The bureau first reported on the problem in 2012, leading to a Justice Department investigation that found some 78,000 service members with student loans had been charged excess interest.
"Today's report makes it clear that service members continue to struggle to obtain the rights, protections, and programs afforded by their military service," said Holly Petraeus, the bureau's assistant director for Servicemembers Affairs.
Most of the affected service members came into the military with student loans. But under the law, lenders -- including private lenders -- must cap their loan interest rate at 6 percent while they remain on duty.
Petraeus said a review of some 1,300 complaints they've received since 2012 indicate the lenders are slow to process such requests and troops sometimes are unaware they have not been given the cap.
Borrowers also include service members who took out education loans while on active duty, she said.
Some service members also ran into problems believing they had successfully enrolled in special programs to defer loan repayments while on active duty, only to learn otherwise after leaving the military. In such cases, they found their loan in default, handed off to a collection and their credit rating damaged.
In other cases, disabled veterans who qualified to have their loans discharged subsequently found their credit ratings hurt because the lender improperly reported the loan as in default, not discharged.
"It's not enough for [loan] servicers to say they support their military customers," Petraeus said. "While the sentiment is nice, what the military customer needs is not lip service but correct information and adequate servicing of their loans."
Some protections -- such as the lawful discharge of loan debt for individuals with 100 percent service connected disability -- are automatic with federally subsidized loans.

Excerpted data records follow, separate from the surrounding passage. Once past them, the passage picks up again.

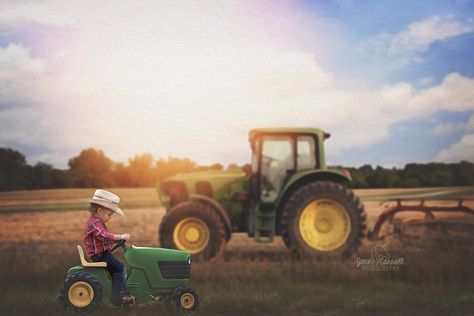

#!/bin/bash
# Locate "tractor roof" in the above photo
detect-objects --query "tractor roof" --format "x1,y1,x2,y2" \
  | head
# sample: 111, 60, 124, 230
249, 127, 330, 139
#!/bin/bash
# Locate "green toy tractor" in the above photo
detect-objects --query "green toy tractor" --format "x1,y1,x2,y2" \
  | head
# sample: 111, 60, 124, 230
59, 240, 199, 312
157, 128, 366, 260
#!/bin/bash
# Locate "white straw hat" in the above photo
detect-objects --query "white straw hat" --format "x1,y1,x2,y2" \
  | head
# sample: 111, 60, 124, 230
90, 189, 125, 216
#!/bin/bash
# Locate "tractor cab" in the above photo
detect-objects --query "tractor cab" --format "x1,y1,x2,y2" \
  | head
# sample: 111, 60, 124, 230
249, 128, 330, 241
249, 128, 329, 204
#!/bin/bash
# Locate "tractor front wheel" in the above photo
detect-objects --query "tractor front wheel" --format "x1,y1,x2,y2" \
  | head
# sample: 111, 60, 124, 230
159, 201, 226, 260
59, 272, 102, 313
281, 181, 366, 259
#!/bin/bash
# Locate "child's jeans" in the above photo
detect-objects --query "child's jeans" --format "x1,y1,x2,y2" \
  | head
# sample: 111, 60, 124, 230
91, 250, 127, 300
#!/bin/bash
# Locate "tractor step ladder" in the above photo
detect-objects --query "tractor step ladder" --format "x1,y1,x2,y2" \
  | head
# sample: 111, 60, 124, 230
255, 205, 275, 243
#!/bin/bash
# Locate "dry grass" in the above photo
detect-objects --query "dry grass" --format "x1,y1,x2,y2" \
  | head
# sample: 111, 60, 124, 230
0, 189, 474, 315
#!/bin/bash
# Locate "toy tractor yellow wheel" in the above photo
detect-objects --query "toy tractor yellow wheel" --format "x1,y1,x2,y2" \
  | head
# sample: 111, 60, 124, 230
173, 286, 199, 312
158, 200, 227, 260
173, 217, 210, 254
280, 181, 366, 259
59, 272, 102, 312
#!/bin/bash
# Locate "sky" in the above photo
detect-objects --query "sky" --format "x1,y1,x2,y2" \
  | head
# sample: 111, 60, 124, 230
0, 0, 474, 168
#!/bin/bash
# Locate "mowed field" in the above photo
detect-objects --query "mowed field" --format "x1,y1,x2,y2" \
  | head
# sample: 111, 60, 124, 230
0, 188, 474, 315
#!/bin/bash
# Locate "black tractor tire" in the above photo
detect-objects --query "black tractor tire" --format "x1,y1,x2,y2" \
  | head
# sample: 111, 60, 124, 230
59, 272, 102, 313
280, 181, 367, 260
171, 286, 199, 312
158, 200, 227, 261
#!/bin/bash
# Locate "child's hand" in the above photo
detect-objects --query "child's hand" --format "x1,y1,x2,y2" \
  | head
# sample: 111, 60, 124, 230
120, 234, 130, 240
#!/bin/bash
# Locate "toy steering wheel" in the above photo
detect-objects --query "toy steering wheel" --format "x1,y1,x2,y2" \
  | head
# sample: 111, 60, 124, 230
110, 239, 125, 252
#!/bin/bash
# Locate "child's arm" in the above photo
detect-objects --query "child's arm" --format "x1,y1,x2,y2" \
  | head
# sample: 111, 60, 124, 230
92, 222, 130, 240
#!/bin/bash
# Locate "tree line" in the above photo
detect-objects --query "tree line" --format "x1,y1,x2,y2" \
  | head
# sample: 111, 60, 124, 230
0, 148, 474, 191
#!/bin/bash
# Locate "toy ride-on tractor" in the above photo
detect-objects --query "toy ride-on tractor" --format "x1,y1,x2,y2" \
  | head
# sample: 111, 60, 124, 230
59, 240, 199, 312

Loans secured from private companies do not have to grant the discharge, she said, although some companies advertise this service.
According to the bureau, service members faced some of the same kinds of predatory lending programs that ensnarled and damaged homebuyers back in 2008.
This includes borrowers whose education loans were packaged as securities and sold to investors. The bureau said this group of service members could face additional problems when dealing with loan servicers.
In May 2014, the Justice Department announced a $60 million settlement with three companies providing student loans through the federal Sallie Mae program. This past May it announced that the money would start being distributed to about 78,000 individuals in June, with the average payment about $771.